Ransomware attacks are now not restricted to attack personal computers only but many of the ransomware has already proved that they can infect the entire network, business enterprises, organizations and governmental facilities. The cyber-security experts at Georgia Institute of Technology have predicted something really dangerous. According to researchers, David Formby and Raheem Beyah, the industrial infrastructure is going to face a severe ranosmware attack soon. In order to check the vulnerabilities of the Control System and detect the possible threats, these researchers did an experiment. The developed a LogicLocker ransomare and attacked it on a water treatment plant. Surprisingly, the ransomare was able to attack the programmable logic controllers (PLCs) and altered its readings, increased the chlorine amount, and was able to take control over the building management systems such as escalators, elevators and so on. This was just an experiment but it can turn out in reality as well. It can really mess up everything in real life scenario. It will be major threat for Industrial System and also for the society.
These researchers scrutinize the security of few Industrial facilities such as their security set-ups, password protection etc. and concluded that there are so many vulnerabilities.
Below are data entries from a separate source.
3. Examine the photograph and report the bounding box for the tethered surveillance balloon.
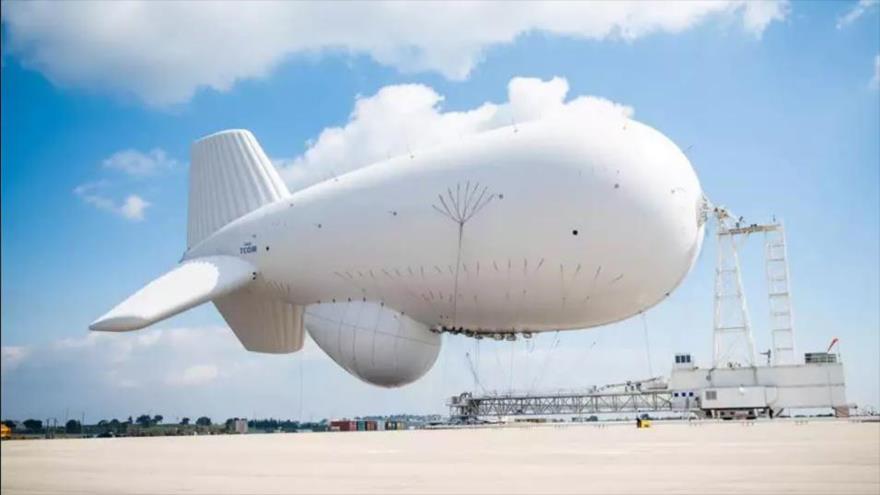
[90,111,706,387]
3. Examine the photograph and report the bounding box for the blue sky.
[0,1,880,419]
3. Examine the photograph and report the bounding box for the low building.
[669,353,848,417]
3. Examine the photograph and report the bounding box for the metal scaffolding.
[447,389,673,422]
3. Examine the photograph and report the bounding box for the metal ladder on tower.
[763,223,795,366]
[713,207,795,367]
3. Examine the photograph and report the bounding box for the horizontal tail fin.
[214,286,305,354]
[186,130,290,249]
[89,256,256,332]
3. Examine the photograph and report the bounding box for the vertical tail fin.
[186,130,290,249]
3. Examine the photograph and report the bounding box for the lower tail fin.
[186,130,290,249]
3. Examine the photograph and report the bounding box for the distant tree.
[64,419,82,433]
[24,419,43,433]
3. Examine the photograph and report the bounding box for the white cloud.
[837,0,880,29]
[2,0,789,105]
[869,55,880,89]
[275,77,633,190]
[104,148,177,177]
[73,148,178,222]
[73,181,150,222]
[166,364,220,387]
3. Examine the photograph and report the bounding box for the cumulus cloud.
[166,364,220,387]
[837,0,880,29]
[275,77,633,190]
[103,148,177,178]
[2,0,789,105]
[73,148,179,222]
[73,181,150,222]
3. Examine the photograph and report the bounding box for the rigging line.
[464,352,486,394]
[431,205,455,222]
[452,222,464,326]
[298,353,304,423]
[468,186,495,222]
[642,312,654,377]
[507,345,515,393]
[455,182,464,218]
[437,194,458,221]
[529,330,559,393]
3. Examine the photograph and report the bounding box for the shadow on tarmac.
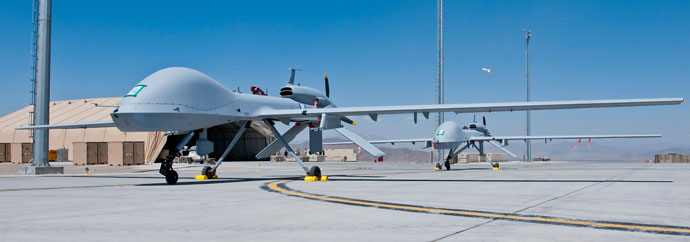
[330,178,673,183]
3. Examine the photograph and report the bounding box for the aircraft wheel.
[201,166,216,179]
[307,166,321,180]
[165,170,177,185]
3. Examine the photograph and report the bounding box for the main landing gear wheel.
[307,166,321,180]
[201,166,216,179]
[165,170,177,185]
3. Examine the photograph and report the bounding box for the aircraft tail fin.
[288,68,302,85]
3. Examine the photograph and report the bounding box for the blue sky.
[0,0,690,150]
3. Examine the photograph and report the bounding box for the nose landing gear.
[158,159,178,185]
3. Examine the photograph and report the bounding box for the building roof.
[0,97,122,143]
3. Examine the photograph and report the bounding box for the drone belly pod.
[111,67,238,132]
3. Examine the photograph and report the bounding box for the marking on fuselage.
[262,180,690,236]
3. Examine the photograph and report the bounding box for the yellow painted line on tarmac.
[268,180,690,236]
[217,165,261,170]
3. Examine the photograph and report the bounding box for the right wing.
[470,134,661,141]
[15,120,115,130]
[249,98,685,120]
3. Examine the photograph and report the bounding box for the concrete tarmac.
[0,161,690,241]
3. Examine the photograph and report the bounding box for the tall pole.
[523,29,532,161]
[31,0,52,166]
[438,0,444,162]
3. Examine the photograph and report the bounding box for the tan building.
[0,97,274,165]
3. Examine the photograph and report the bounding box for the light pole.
[522,29,532,161]
[438,0,444,163]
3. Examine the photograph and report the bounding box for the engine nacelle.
[280,85,332,108]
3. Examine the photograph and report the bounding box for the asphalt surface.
[0,162,690,241]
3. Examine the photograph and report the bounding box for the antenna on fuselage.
[288,67,302,85]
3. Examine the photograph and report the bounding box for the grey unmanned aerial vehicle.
[17,67,684,184]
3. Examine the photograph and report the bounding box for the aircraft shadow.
[137,176,304,186]
[331,178,673,183]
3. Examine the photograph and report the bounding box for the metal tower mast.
[523,29,532,161]
[438,0,444,161]
[29,0,38,139]
[31,0,52,167]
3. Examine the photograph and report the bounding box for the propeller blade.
[323,74,331,97]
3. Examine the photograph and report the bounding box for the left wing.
[250,98,685,120]
[470,134,661,141]
[323,138,433,145]
[14,120,115,130]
The security settings were not up to the mark and the authorization system for PLCs is totally messed up. The attackers can easily take advantage of the poor security policy and password and could take over the industrial control system. Though most of the Control System are not directly connected with Internet but there is high possibility that operators doesn’t know about all the possible connections and Control System often gets connected somehow by one way of the other.
The motive of Cyber-security expert is to bring attention that Industrial System security protocol is not intact. It security vulnerabilities could be easily exposed to cyber-criminal and they can easily hijack the entire network of Organization and Industrial System. It is important to strengthen the monitoring systems so that operator could get real-time information about the attack and modification in the PLCs. The industrial organization must strengthen their security settings and uproot the loopholes. They must educate their employees about the possible ransomware attacks that could occur on the Industrial Systems.